Mayday noue un partenariat avec le master ALED de l’Université Jean Moulin Lyon 3 qui forme, sous la direction du professeur Nicolas Borga, les futurs professionnels du retournement, afin que ses étudiants nous proposent chaque mois un éclairage sur les jurisprudences qui impactent la pratique. Plus qu’un éclairage, il s’agit d’un lien privilégié que Mayday entretient avec les étudiants du Master ALED, afin qu’ils participent à décrypter le droit des entreprises en difficulté et que cela soit pour eux l’occasion de présenter cette formation de haut niveau. Cette semaine, Clara Rouot, étudiante en deuxième année du Master ALED qu’elle réalise en alternance au sein de la structure AJUP, nous livre son éclairage sur l’arrêt de chambre commerciale de la Cour de cassation du 14 novembre 2019 n°18-20408.
La lettre de consultation – Le mandataire judiciaire doit remplir les conditions exigées par l’article R627-6 du Code de commerce lorsqu’il consulte un créancier sur une proposition de plan. Il en résulte alors que l’irrégularité ou l’incomplétude de cette lettre de consultation a pour effet de ne pas faire courir le délai de 30 jours offert au créancier pour répondre, de sorte que ce dernier est légitime à former tierce opposition au jugement de prononcer du plan.
Cour de cassation, chambre commerciale, 14 novembre 2019 (18-20408)
L’arrêt rendu le 14 novembre 2019 illustre le caractère substantiel du formalisme relatif à la consultation des créanciers. Cette sévérité n’apparait pour autant pas disproportionnée eu égard aux conséquences engendrées par L626-5 du Code de commerce mais également à la difficulté pour chaque créancier d’obtenir la reconnaissance de sa créance.
En l’espèce, une société avait présenté un plan de sauvegarde prévoyant l’apurement de son passif par un paiement de 35 % des créances en principal (option A) ou un paiement de 100 % des créances en 10 annuités (option B). Une banque, créancière de la société consultée sur ces propositions, répondit au mandataire judiciaire une fois le délai de 30 jours écoulé, en précisant opter pour l’option B. Cette réponse arrivant tardivement, ce dernier considéra qu’était acquis l’accord de la banque pour un paiement de sa créance selon l’option A et présenta le plan au Tribunal. La banque forma alors tierce opposition en invoquant l’irrégularité de la lettre de consultation, au motif qu’elle ne remplissait pas les conditions formalistes exigées par R627-6 puisqu’elle n’était pas accompagnée d’un état de la situation passive et active de la société débitrice.

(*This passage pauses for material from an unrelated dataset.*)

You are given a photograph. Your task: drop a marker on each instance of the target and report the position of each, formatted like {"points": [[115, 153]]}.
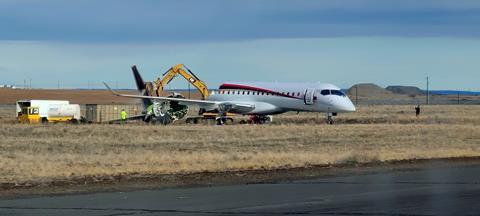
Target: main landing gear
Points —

Les juges du fonds ont rejetté la tierce opposition, jugeant que cette irrégularité ne portait pas sur des éléments déterminants ayant empêché le créancier de valablement opter dans le délai requis.
Néanmoins, la Cour ne l’entend pas de cette oreille et opte pour une conception objective de l’irrégularité ne faisant aucunement référence à l’irrégularité « déterminante » de la consultation, exigée par les juges du fonds. En effet, elle affirme que la moindre irrégularité rend nulle la lettre de consultation et ne fait pas courir le délai de 30 jours.
Une approche in abstracto de la situation est ainsi opérée par la Cour qui apprécie le déficit d’information né de l’irrégularité en considération d’un créancier standard et non au vu des circonstances de l’espèce. Cette interprétation stricte vient rééquilibrer la sévérité de la règle selon laquelle le silence du créancier vaut acceptation.
Par Clara Rouot
Sur l’auteur : Clara Rouot est étudiante en deuxième année du Master ALED de Lyon, qu’elle réalise en alternance au sein de la structure AJUP. Cofondatrice de l’association des étudiants du Master ALED, elle occupe aujourd’hui le poste de trésorière.